La Toyota Prius a dû être bloquée par une voiture de police.
L'agence de la sécurité routière américaine (NHTSA) n'a « rien trouvé » pour expliquer le problème que prétend avoir rencontré un conducteur d'une Toyota Prius le 8 mars dernier.
La sécurité routière américaine ne parvient pas à identifier la cause de l'accélération incontrôlée d'une Prius en Californie, mais indique que les freins sont presque détruits. Toyota évoque de « sérieuses incohérences ».
L'Américain James Sikes a affirmé que son véhicule avait accéléré à plus de 145 km/h lorsque la pédale d'accélérateur s'était coincée. Des policiers avaient dû placer leur voiture devant la Prius alors que celle-ci décélérait, en coinçant leur pare-chocs arrière contre l'avant du véhicule.
Pourtant, sa voiture comportait un système de sécurité permettant de couper l'accélération si la pédale de frein est actionnée en même temps que celle de l'accélérateur. M. Sikes dit avoir tenté cette manoeuvre, mais sans succès.
Mais ce système « a fonctionné pendant le test de nos ingénieurs » sur la voiture de M. Sikes, a indiqué la NHTSA.

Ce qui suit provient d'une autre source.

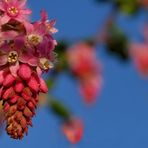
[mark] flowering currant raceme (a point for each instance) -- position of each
(26, 52)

Toutefois, l'organisme de sécurité routière a indiqué que certaines des plaquettes de frein de la voiture étaient complètement usées et les disques, endommagés. L'enquête se poursuit, mais la NHTSA a indiqué qu'« il se pourrait qu'on ne sache jamais exactement ce qui est arrivé à cette voiture ».
Toyota mène sa propre enquête
Toyota, de son côté, a mené sa propre enquête. L'entreprise a affirmé lundi que les résultats obtenus présentaient de « sérieuses incohérences » avec la description des événements. « Le système de sécurité fonctionnait comme il se doit et aurait dû arrêter facilement le véhicule », a ajouté Mike Michels, porte-parole de Toyota.
Du même souffle, il a déclaré : « Dire que l'incident a été couvert de façon sensationnaliste est un euphémisme ». Selon lui, « depuis l'annonce des rappels, les plaintes pour des accélérations incontrôlées se sont inexplicablement multipliées ».
Des millions de rappels
Toyota a dû rappeler près de 9 millions de voitures défectueuses dans le monde, mais il assure qu'il ne s'agissait que de problèmes mécaniques liés aux pédales de frein ou d'accélération.
De ce nombre, 437 000 Prius ont été rappelées, car les conducteurs de ces voitures « peuvent ressentir une absence ou un retard de freinage en raison d'un dysfonctionnement du programme de contrôle du système de freinage antiblocage », selon Toyota.